ALMA: The thing I did that made you leave last night, the thing that I was coming home to do again, I pray now to forego forever.
ELLSWORTH: Not having me in this house is gonna improve your odds.
ALMA: I started using spirits at seventeen, Ellsworth, with no premonition that we’d marry.
ELLSWORTH: Well, my feeling is that being vessel of purposes not your own, your eye was out for relief. But glimpsing since how being your own vessel is preferable let the pressure off and you’re liable to do alright.
ALMA: You are no pressure.
ELLSWORTH: My friendly hands will always be out to the both of you.

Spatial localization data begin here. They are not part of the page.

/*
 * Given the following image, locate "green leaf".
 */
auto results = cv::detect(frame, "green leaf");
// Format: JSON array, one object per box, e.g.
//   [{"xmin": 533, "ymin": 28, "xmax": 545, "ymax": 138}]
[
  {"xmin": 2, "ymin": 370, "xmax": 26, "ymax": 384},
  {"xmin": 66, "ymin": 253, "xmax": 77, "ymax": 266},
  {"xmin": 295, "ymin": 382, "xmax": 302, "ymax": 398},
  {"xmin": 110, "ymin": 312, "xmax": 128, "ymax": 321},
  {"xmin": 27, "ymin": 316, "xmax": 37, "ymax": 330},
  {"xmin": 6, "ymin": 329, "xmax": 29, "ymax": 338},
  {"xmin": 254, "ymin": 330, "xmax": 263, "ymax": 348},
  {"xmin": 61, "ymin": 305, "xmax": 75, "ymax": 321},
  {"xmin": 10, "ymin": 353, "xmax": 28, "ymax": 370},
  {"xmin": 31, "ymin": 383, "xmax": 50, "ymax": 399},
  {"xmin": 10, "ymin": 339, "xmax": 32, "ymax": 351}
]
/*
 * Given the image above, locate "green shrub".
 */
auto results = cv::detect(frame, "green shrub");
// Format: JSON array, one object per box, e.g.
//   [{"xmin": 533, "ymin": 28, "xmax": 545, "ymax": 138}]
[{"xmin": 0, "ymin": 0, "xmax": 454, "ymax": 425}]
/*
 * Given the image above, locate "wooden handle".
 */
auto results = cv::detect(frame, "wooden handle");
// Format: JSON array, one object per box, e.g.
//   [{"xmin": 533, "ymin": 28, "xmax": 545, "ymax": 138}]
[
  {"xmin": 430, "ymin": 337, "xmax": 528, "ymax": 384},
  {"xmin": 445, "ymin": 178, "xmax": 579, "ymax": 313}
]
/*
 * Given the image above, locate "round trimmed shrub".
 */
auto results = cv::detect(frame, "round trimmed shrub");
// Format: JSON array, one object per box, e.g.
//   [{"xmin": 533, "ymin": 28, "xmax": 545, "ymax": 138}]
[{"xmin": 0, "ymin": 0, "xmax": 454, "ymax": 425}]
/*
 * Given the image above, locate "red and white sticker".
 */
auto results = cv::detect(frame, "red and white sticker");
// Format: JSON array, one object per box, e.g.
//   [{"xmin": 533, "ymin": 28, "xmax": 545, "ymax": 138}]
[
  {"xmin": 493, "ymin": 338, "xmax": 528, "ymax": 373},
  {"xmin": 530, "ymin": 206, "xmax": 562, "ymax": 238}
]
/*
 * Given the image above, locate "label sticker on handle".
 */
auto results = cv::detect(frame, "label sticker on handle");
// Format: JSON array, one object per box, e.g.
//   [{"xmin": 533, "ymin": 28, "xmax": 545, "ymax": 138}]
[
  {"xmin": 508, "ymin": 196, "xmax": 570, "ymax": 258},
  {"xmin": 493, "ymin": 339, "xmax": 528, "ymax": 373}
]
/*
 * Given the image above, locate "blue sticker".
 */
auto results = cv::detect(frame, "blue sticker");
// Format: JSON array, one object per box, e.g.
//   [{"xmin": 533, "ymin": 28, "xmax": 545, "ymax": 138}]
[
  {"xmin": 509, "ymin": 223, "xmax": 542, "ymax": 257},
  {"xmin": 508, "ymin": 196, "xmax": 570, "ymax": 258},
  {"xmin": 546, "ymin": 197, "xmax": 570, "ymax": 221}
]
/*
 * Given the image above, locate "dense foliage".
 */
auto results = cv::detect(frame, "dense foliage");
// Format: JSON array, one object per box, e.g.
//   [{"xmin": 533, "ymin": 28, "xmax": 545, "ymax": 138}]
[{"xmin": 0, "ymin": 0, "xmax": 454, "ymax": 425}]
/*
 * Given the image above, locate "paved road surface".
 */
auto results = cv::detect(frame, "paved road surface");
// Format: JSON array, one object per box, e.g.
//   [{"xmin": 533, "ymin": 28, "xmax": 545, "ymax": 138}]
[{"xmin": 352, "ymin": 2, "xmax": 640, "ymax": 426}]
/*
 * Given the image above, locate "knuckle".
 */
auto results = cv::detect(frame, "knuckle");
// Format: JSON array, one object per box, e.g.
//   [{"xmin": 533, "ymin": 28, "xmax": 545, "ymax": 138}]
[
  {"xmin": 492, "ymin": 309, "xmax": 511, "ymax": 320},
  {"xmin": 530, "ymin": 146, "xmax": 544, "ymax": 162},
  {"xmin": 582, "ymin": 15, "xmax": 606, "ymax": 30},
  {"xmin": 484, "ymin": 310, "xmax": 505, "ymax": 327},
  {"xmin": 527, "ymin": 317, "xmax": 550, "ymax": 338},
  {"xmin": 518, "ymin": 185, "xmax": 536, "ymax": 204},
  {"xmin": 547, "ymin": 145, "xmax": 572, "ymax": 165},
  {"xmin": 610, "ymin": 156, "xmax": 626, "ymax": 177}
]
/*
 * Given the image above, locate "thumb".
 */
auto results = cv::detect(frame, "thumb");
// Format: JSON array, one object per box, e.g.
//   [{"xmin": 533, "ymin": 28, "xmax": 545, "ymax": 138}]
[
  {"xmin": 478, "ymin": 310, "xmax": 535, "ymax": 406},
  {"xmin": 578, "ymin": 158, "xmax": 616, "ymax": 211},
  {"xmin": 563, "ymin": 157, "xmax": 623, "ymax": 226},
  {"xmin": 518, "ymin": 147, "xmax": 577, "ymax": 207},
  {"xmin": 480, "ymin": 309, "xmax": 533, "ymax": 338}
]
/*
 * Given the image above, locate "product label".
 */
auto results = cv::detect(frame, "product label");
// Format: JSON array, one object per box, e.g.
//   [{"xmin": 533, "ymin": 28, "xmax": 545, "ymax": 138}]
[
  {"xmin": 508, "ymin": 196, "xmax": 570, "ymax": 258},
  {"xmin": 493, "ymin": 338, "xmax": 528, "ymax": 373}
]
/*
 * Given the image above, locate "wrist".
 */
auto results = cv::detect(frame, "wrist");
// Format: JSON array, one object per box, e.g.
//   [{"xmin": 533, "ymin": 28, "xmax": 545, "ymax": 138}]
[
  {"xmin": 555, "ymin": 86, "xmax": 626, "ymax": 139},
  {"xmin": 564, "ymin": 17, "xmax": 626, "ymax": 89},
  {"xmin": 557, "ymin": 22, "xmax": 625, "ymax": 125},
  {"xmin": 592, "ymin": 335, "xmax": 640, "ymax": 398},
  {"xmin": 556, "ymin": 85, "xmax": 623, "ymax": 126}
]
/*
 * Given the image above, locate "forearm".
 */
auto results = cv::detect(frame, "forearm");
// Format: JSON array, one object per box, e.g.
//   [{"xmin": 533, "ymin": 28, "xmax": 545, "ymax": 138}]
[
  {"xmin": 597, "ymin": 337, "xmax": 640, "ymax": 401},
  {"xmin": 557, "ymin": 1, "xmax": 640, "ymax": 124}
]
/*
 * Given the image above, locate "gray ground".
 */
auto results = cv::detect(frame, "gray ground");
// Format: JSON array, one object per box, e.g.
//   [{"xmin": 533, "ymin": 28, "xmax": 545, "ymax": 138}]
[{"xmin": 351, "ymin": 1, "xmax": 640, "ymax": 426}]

Ellsworth’s essential goodness shows how much this disordered camp needs such a man.
And it’s going to see it soon. Blazanov comes to Merrick after the meeting having read an incoming telegram. Having come across the murdered Cornishman in the thoroughfare a few days ago, and reflecting on the sacrifices his own parents made to bring him here, he feels a certain attachment to this camp. He goes to Swearengen with the telegrams, which basically says Hearst plans to bring in 25 more ‘bricks’ to the camp, mainly to rain down destruction. Al offers him a whore in thanks, and promises him discretion. Blazanov himself has come along to the general feeling of Hearst – when he delivers the telegram, he takes the man’s money but doesn’t seem happy to have gotten such an exorbitant gratuity.
The question is how does this camp go forward? Perhaps the answer comes in the differing responses to certain actions by Tolliver and Swearengen. Despite his defection, Tolliver comes to the meeting of the elders, mainly to try and convince them to hand Bullock over to Hearst, even though he knows the odds of this stopping the bloodshed are ‘fifty-fifty’. When he learns the Doc is ailing, his reaction is almost as coldblooded as Hearst’s would be: put an ad in the paper and get another doctor.

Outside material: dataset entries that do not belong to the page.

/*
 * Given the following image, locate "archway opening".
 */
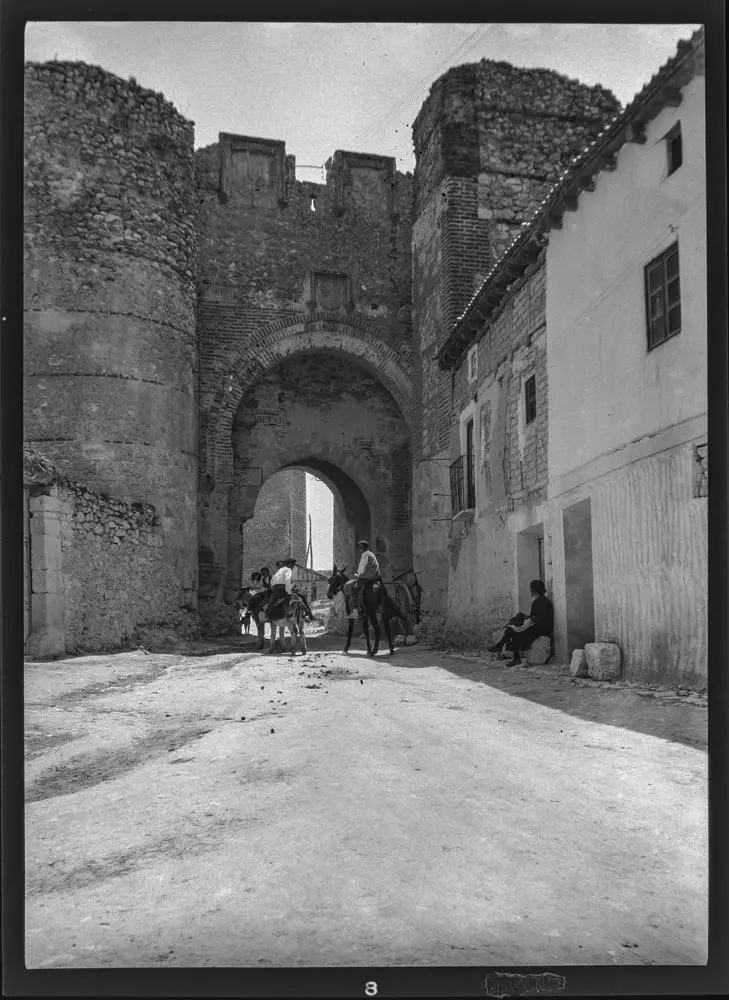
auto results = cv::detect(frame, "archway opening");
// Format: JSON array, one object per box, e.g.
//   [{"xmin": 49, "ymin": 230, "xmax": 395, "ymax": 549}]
[
  {"xmin": 215, "ymin": 346, "xmax": 411, "ymax": 603},
  {"xmin": 305, "ymin": 473, "xmax": 333, "ymax": 573},
  {"xmin": 237, "ymin": 457, "xmax": 372, "ymax": 600}
]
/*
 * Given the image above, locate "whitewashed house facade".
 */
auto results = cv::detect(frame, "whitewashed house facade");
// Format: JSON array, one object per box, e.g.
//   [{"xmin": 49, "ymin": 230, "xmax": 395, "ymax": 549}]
[{"xmin": 437, "ymin": 29, "xmax": 706, "ymax": 685}]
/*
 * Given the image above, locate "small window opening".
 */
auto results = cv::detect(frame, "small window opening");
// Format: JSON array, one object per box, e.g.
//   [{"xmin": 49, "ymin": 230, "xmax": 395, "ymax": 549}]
[
  {"xmin": 467, "ymin": 345, "xmax": 478, "ymax": 383},
  {"xmin": 666, "ymin": 123, "xmax": 682, "ymax": 176},
  {"xmin": 524, "ymin": 375, "xmax": 537, "ymax": 425}
]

Al takes a different approach. In one of the few comic moments of the episode, the tailor shows up at Al’s doorstep, offering him swatches to cover his missing stump, and goes for a ridiculous exercise to try and show how it would fit to a completely deadpan Swearengen. When Al sees Doc walking through the thoroughfare – he’s just come from treating Harry for his allergic reaction, Al demands that he appears, and offers him the swatches. When Cochran says he will no longer work in the camp for fear of spreading his illness, Al ‘berates’ him, for all the good thing he has done for the camp, and orders him to use the swatches as a mask. “I ain’t breaking in another fucking Doc!” is how he puts it.  Doc doesn’t respond, but the last shot of the episode is him leaving… with the swatches.